Et sur un plan plus pratique?
A un stade plus avancé de la maladie, nous aidons les proches à accepter de l'aide, par exemple la visite quotidienne d'une infirmière. Pour les soucis d'ordre financier, nous les dirigeons vers des associations ou des services sociaux à même de les soutenir.
Nous les incitons également à s'occuper d'eux-mêmes, à garder des activités sociales, de loisir. A ne pas réduire leur existence à leur condition de proche aidant. Ils doivent prendre du temps pour eux, pour se reposer et se changer les idées; ils reviendront plus disponibles auprès de la personne malade.

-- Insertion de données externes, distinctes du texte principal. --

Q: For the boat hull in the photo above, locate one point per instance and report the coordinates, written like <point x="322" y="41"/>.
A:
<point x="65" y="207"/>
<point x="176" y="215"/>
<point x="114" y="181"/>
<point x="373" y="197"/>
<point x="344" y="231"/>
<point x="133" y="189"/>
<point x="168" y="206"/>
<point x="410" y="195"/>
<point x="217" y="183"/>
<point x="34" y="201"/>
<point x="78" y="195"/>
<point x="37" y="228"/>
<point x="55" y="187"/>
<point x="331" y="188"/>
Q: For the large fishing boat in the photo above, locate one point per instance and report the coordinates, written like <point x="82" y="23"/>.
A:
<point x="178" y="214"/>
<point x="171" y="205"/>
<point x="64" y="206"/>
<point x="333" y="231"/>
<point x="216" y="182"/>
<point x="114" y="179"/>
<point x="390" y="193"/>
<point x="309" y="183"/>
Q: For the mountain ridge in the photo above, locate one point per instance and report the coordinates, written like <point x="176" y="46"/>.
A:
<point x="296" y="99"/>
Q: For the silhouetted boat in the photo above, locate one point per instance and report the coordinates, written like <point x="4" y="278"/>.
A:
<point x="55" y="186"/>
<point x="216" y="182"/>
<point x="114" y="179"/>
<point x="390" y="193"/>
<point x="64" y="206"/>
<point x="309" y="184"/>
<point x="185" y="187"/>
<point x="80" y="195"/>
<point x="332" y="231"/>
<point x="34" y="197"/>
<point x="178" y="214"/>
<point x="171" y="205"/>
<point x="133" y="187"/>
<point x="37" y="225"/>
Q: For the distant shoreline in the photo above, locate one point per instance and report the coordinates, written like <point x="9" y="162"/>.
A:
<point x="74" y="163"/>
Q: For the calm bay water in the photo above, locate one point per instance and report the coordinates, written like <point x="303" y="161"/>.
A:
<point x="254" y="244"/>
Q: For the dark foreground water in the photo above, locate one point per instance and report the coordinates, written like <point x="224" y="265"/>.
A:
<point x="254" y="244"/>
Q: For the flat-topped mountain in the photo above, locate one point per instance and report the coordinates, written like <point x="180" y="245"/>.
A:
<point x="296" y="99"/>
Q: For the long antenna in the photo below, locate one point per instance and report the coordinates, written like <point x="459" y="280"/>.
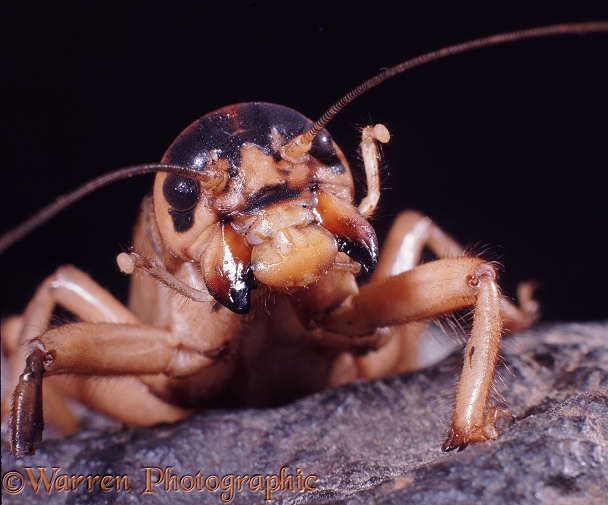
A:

Quelles idées reçues concernant l'Alzheimer rencontrez-vous dans votre travail de soutien aux proches?
Les proches craignent que les malades deviennent fous, agressifs, qu’ils ne les reconnaissent plus. Cela peut arriver, mais pas dans tous les cas et cette évolution est progressive. De plus, nous les aidons à affronter les éventuels troubles du comportement du malade, que ce soit en sollicitant une aide extérieure ou en leur montrant comment mieux y réagir.
A ce titre, les groupes de parole que proposent les associations sont un outil précieux pour échanger sur leur quotidien de proche, leurs stratégies pour faire face aux troubles et sur les sentiments –souvent une forte culpabilité, de la honte– que provoque leur situation.
Des émotions négatives fortes…
Oui. Mais un élément important de notre travail est aussi de montrer aux proches qu'il y a des sources de satisfaction dans le rôle qu'ils jouent. Leur démontrer par exemple que leur action procure du bien-être aux malades, qu'ils ont acquis un savoir-faire et qu'ils ont pu leur témoigner de l'affection. Ils sont là pour la personne malade qui compte pour eux. Ils peuvent en être fiers.